Screenshot of the official trailer for the "Black Panther"YouTube/Marvel Entertainment

It's a dog-eat-dog world in Hollywood, and people often go to extreme lengths just to nab roles or get to the top. This is why Travis Love, a stuntman, feels grateful to God for helping him take part in Marvel's latest blockbuster hit, "Black Panther."

Love, 39, has already taken part in TV shows such as "The Walking Dead" and "The Haves and The Have Nots," but one of his greatest career accomplishments is playing a warrior in the Jabari tribe for the film "Black Panther."

It was his friend who asked if he wanted to do stunts for the film, and Love did not think twice about it. While many stuntmen undergo rigorous training before taking part in films like that, Love didn't, and he believes it was God who ultimately prepared him for his task.

"He called me back three minutes later and said, 'They want you to come in today.' ... So that was God working in the midst of things," he told The Times And Democrat. "Stunt people train, rehearse and practice all of their lives to get a gig like stunts on 'Black Panther,' and God made it so that I was qualified with that picture I sent in."

Love has proven himself to be a humble believer, crediting all his achivements to God. He even said that it was God who helped opened doors so that he would get to act and do stuntwork for "Black Panther."

"Because I am fearfully and wonderfully made, God equipped me to do both and I hope that that makes me a more viable option moving ahead in the future when these roles come up. I'm trying to establish myself as an actor with the potential to pull off stunts if necessary," he explained. "I can do whatever is necessary for the production, and I really see God working in my life in that manner."

There were a lot of Christians hired in "Black Panther," with Sope Aluko, who plays Shaman, saying that the set felt like a church setting because of their constant prayer gatherings and sharing of faith.
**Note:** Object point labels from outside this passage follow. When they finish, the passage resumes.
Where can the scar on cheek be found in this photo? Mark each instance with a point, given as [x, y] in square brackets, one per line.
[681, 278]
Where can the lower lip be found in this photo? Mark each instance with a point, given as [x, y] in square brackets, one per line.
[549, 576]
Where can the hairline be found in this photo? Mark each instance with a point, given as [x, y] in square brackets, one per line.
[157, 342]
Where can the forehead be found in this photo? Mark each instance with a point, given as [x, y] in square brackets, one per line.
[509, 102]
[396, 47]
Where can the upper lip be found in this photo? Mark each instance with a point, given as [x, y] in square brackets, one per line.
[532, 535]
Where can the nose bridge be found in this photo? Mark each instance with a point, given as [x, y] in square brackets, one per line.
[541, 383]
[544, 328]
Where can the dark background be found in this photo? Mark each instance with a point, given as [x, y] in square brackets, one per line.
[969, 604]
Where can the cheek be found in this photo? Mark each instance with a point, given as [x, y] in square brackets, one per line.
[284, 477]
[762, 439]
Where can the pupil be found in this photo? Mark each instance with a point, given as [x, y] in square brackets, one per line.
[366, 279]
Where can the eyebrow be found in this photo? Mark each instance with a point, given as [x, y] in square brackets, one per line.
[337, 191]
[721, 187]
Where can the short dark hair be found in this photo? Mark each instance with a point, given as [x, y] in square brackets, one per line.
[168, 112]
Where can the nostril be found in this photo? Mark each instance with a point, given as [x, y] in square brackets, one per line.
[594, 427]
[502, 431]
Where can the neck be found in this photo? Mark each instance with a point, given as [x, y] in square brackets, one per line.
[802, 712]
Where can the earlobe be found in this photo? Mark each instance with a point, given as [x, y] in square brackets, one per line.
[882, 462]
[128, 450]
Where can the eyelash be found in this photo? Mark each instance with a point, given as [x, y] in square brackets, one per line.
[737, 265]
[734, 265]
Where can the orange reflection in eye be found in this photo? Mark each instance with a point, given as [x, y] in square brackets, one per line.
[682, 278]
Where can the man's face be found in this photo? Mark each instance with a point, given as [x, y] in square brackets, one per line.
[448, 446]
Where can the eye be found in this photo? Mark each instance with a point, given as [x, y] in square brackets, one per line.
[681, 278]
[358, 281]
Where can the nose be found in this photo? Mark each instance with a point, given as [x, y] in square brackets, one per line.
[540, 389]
"It felt very familiar and like home. We had early call times but I didn't even feel the long set hours because it was such a good time," the Christian actress actress has said. "I didn't feel like I was amongst stars, everyone was so down to earth and normal. During breaks we shared our testimony of how we got to where [we] did and most of the people were testifying to God's miracles, it was almost like church."